Time Saved = Lives Saved
The typical microbiological identification route takes on average 48-72 hours, compared to the Verigene timeline of approximately 10 hours. This rapid reporting has significant benefits which have been detailed in Therapeutics and Clinical Risk Management, Jun 2008
- An average of 25.4-hour reduction in time to optimal antibiotic therapy
- A 6.2 day reduction in length of stay, and $21,387 reduction in cost/patient
- Outcome reduced mortality reduction in intensive care rates from 47.8% to 9.5%
Market and Profitability
Nanosphere currently has a direct marketing force in the U.S, and globally setup distribution in Europe through Thermo Fisher / Grifols. On May 13th, they've also announced a distribution agreement with Hitachi for Japan.

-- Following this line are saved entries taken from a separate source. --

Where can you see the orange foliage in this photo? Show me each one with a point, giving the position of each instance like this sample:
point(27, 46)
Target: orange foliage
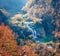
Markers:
point(8, 44)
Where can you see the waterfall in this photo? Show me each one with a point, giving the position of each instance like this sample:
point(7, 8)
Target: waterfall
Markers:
point(33, 31)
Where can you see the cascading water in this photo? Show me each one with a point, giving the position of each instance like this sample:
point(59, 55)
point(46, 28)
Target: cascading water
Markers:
point(33, 31)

Much like the printer industry, most of Nanosphere's profits are off the sale of consumable test cartridges, and not the systems themselves. They are approaching this strategy from two angles.
1. Marketing and system sales to increase the placement of Verigene Systems, thereby increasing the consumable volume
2. Increased mass production of cartridges to drive the total cost per cartridge down, significantly increasing margin.
As expected, shares saw a rise following the recent distribution deal set with Hitachi on the 12th.
On May 21st, "eleven posters from various U.S. and international medical facilities will presented validation data for the Verigene Gram-Positive Blood Culture (BC-GP) (510(k) cleared; CE Mark), Gram-Negative Blood Culture (BC-GN) (RUO; CE Mark), and Clostridium difficile (CDF) Nucleic Acid (510(k) cleared; CE Mark) Tests" Based on these results I expect to see a run-up this week as well.
With the latest run of good news coming out of Nanosphere, the potential this technology has for other applications such as cardiology, human genetics, and personalized medicine, and the consumable margin strategy in place, I see no roadblocks in the way to its 1 year price target of $5.00-$6.00 set by multiple analysts.